Wenige Minuten schon nach dem Toffel-Kommentar habe ich ihn darauf hingewiesen, dass seine Formulierung absolut inakzeptabel sei. Doch statt einer Einsicht kam Schweigen. Ein Zentrum für Jugendliche als „Massenzentralsammelstelle“ zu empfinden, ist allein schon schwer erträglich. Das ganze dann auch noch mit einem KZ, einem Konzentrationslager, in eine Verbindung zu setzen, ist und bleibt inakzeptabel. Für jeden. Für einen Kandidaten einer demokratischen Partei, der für genau diese Jugendlichen in Einbeck und Kreiensen künftig Politik machen möchte, ganz besonders.

 

Update 18.12.2012, 21.45 Uhr: Mittlerweile hat sich Gunther Toffel in einem Facebook-Kommentar entschuldigt. Er nehme den KZ-Vergleich zurück, es sei „eine sehr unglückliche, unpassende Formulierung“ gewesen, die „politisch fehlinterpretiert werden kann und von ma[n]chen auch will“, schreibt Toffel. Seine Äußerung tauge nicht als Bewerbungsrede eines potenziellen Stadtratskandidaten, räumt er ein. Seinen Facebook-Kommentar hat er so eingeleitet: „ok, herr bertram, liebe facebook leser, es tut mir leid, ich krieche zu kreuze, nichtzuletzt, weil auch weihnachten vor der tür steht, hoffentlich haben sie sich nicht zu viel aufgeregt…“

Zuvor hatte sich bereits am Abend Lukas J.G. Seidel im Namen des Grünen-Kreisverbandes Northeim-Einbeck per E-Mail von den Äußerungen Toffels distanziert. Auch der Ortsverband Einbeck hat sich (siehe Kommentare) von Gunther Toffels Einlassungen distanziert, seine Äußerungen und seine Wortwahl ständen im absoluten Gegensatz zur Grünen-Politik.

 


Die SPD ist die Erste

„Wir sind eine Programm-Partei“, hatte Bürgermeister Ulrich Minkner beim Wahlkampfstart der SPD gesagt, nicht ausschließlich um Personen gehe es bei den Sozialdemokraten. Und als solche hat die Einbecker SPD jetzt auch als erste Partei in Einbeck ihr komplettes Wahlprogramm veröffentlicht, für jeden nachlesbar auf der Website. Das verdient Respekt, geht die SPD doch gleichzeitig damit auch ein gewisses Risiko ein: Einige Dinge können sich schließlich innerhalb weniger Tage verändern (beispielsweise Thema Krankenhaus). Ein Wahlprogramm zu veröffentlichen sollte jedoch andererseits eine Selbstverständlichkeit sein.

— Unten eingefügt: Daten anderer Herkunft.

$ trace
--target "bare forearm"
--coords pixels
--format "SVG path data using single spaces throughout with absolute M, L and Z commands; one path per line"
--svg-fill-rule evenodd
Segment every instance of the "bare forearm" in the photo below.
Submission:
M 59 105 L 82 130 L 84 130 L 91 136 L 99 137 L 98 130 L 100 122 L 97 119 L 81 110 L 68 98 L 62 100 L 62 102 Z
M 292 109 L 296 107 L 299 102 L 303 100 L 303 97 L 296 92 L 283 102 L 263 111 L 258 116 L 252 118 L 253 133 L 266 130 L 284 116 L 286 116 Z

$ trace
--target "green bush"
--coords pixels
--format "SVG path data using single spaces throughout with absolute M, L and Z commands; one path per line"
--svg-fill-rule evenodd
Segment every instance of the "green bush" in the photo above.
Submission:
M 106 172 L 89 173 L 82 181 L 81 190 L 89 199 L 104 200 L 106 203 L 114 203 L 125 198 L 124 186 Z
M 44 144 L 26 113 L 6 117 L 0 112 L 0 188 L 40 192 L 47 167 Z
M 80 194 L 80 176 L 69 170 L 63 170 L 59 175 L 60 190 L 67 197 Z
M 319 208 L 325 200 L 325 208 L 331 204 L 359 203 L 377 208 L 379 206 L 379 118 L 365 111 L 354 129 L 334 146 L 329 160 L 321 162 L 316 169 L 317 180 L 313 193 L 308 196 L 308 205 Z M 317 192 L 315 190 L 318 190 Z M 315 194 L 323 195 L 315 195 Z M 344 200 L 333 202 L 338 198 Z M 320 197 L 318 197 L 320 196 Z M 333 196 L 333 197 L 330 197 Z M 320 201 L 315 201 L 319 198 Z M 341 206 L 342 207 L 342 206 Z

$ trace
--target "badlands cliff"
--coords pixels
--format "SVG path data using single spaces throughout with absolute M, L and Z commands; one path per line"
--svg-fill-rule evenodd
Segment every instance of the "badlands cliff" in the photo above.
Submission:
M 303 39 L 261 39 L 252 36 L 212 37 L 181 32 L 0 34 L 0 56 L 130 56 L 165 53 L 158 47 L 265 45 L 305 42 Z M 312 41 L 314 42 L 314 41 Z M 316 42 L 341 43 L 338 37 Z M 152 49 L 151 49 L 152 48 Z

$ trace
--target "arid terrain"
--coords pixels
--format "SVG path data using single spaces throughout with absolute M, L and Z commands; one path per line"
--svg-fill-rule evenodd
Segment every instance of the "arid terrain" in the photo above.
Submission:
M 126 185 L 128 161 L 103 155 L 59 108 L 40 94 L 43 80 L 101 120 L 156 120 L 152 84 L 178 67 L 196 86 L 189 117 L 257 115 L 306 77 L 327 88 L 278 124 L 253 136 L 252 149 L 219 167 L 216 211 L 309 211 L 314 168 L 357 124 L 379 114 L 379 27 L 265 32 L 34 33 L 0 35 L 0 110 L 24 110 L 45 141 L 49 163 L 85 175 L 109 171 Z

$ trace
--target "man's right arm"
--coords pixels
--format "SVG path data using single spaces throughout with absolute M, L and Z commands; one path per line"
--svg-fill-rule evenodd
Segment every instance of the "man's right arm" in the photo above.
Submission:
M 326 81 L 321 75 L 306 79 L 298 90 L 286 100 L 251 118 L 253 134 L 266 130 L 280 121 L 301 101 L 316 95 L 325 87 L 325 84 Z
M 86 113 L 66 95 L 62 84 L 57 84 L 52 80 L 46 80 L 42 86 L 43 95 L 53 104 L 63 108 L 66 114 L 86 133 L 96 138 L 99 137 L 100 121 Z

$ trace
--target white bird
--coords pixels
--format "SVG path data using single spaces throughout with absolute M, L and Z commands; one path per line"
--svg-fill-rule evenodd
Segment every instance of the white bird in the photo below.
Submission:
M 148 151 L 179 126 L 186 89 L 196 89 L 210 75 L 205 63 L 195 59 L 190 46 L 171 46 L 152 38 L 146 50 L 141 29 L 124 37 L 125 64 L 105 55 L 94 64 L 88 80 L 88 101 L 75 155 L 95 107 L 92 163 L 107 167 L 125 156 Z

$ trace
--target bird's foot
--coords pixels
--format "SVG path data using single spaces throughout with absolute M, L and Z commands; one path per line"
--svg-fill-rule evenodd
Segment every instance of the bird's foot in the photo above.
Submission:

Bislang hatten nur die Grünen ihre Wahlprogramm-Schwerpunkte veröffentlicht. Allerdings hatten sie dies in einer Pressemitteilung kommentierend getan und nicht das komplette Programm im Wortlaut öffentlich gemacht.

Inhaltlich bietet das SPD-Wahlprogramm keine Überraschungen. „Wir haben das Programm nicht komplett neu geschrieben“, hatte Fraktionschefin Margrit Cludius-Brandt beim Wahlkampfauftakt erklärt. Das werden auch die anderen politischen Gruppierungen rund ein Jahr nach der jüngsten Kommunalwahl nicht tun.

Sprachlich hätten die Sozialdemokraten vielleicht noch ein wenig feilen sollen an der einen oder anderen Stelle. Vor allem, dass jetzt auch die SPD den Begriff „Schwedenblock“ für das Ende der 60-er Jahre gebaute Wohnhaus Lange Brücke 9-11 verwendet (wenn auch in Anführungszeichen), mutet schon ein wenig befremdlich an.

Update 18.12.2012, 17:22 Uhr: Die SPD hat auf ihrer Seite jetzt auch alle Kandidaten mit ausführlichen Angaben zur Person veröffentlicht. Vorbildlich!